With that as the definition, I would say this silver coin fits the bill.

In addition, the story behind the coin’s development is quite remarkable in and of itself. According to the catalog description, the coin was struck for Governor Chou His-cheng of the Kweichow Province in China, following a motorized road trip throughout the province he served. It’s reported that the road, which had just recently been built at the time of his travels, came about as part of efforts of the International Famine Relief Commission. At the helm of the road’s design was American engineer O.J. Todd. The car in which the Governor traveled was an American model, and reportedly, the vehicle was dismantled in one location in the province and transported by hand – by foot to another location where it was reassembled. That is because, at the time, it was the only car in the region.

There are more fascinating facts about this extremely uncommon coin, which you can enjoy by reviewing the Champion Macu Auction catalog, available for viewing at LiveAuctioneers: http://bit.ly/113018CAart4

Photos courtesy Stack’s Bowers

1890 $1000 Treasury Note — “Grand Watermelon”
Presented for auction Oct. 25 by Stack’s Bowers
Sold for $2,040,000 against an estimate of $1.25M – $1.75M

There are so many ‘cool’ aspects about this specific note that it’s hard to list them all, but here are a couple things I find particularly interesting. The ‘nickname’ or popular name, as the professionals refer to it, is brilliant. Who wouldn’t want to be associated with a ‘Grand Watermelon?’ Well, apparently a few people of the U.S. Treasury Department back in the late 19th century.

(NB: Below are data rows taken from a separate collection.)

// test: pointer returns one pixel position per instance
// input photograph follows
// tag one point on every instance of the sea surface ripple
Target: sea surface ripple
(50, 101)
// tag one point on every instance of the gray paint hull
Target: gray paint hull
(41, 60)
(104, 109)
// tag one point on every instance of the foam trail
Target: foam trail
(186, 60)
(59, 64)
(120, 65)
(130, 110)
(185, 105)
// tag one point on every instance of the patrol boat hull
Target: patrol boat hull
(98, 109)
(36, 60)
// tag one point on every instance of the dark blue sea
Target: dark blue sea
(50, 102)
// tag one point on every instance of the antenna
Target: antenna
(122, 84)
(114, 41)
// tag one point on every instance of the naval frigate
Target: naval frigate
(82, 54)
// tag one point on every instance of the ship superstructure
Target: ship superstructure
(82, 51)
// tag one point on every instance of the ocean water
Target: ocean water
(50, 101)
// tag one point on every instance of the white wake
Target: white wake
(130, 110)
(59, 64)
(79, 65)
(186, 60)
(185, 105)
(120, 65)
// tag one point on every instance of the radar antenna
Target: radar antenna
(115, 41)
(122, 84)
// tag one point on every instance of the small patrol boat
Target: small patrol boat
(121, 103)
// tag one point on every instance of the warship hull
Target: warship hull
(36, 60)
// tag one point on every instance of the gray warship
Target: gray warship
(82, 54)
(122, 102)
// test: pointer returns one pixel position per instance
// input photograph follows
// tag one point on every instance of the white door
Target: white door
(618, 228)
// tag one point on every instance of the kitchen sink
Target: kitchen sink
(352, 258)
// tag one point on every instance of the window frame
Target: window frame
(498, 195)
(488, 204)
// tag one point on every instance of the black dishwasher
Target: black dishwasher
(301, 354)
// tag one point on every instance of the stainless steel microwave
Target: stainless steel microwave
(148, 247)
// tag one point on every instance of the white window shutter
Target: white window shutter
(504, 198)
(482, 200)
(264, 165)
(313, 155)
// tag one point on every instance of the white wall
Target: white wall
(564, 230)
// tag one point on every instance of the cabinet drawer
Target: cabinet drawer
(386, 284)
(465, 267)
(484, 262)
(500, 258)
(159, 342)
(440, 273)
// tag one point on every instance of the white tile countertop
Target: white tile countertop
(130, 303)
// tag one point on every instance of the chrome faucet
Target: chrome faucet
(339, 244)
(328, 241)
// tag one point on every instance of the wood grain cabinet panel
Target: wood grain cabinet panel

As the reverse of the note reveals, the name is derived from the distinctive zeros, which truly look like gigantic watermelons. In fact, as is reported in the Stack’s Bowers’ catalog description for this note, there was an article published in 1891 that stated, “There will be no mourning for the old backs. At the Treasury, they have never been regarded with very tumultuous approval.” Hmm, perhaps not, but as history has shown, collectors dig the ‘Grand Watermelon.’

Another fascinating fact about this note is its pedigree, which includes the historic moment when this note became the first to sell for a million dollars at auction. This took place in October of 2005 and the sale price was $1,092,500.